While implementing K-shape clustering(#2661) I noticed that our implementation for the sbd_distance differs slightly from how tslearn handles it.

This doesn't matter for univariate series but for multivariate series we do see differences.

sbd_distance: finds the distance for each channel independently and then takes its average
normalized_cc: finds the correlations for each of the channels and then sums the max of each channels, and then normalizes using the norm of the the entire multivariate series.

I found another implementation of kshape online, one of its contributors is the original author of the kshapes paper (https://dl.acm.org/doi/pdf/10.1145/2723372.2737793). They handle this the same way as tslearn. https://github.com/TheDatumOrg/kshape-python

I am not sure if this is an intentional choice but this changes the final clustering output.
If we use aeon's sbd distances for k-shape clustering we will have to change the test cases to reflect the same, but then we wouldn't have something to compare it against.
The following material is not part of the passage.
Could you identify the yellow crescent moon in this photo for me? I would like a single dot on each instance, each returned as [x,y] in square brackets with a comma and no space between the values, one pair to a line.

Steps/Code to reproduce the bug

import numpy as np
from aeon.distances import sbd_distance
from tslearn.metrics.cycc import normalized_cc

# Multivariate time series
np.random.seed(1)
x = np.random.rand(6, 100)
y = np.random.rand(6, 100)
a = sbd_distance(x, y, standardize=False)
print(x.shape, y.shape)

z = np.transpose(x, (1, 0))
w = np.transpose(y, (1, 0))
b = 1.0 - normalized_cc(z, w).max()
print(a, b)


# Univariate time series
np.random.seed(1)
x = np.random.rand(1, 200)
y = np.random.rand(1, 200)
print(x.shape, y.shape)

a = sbd_distance(x, y, standardize=False)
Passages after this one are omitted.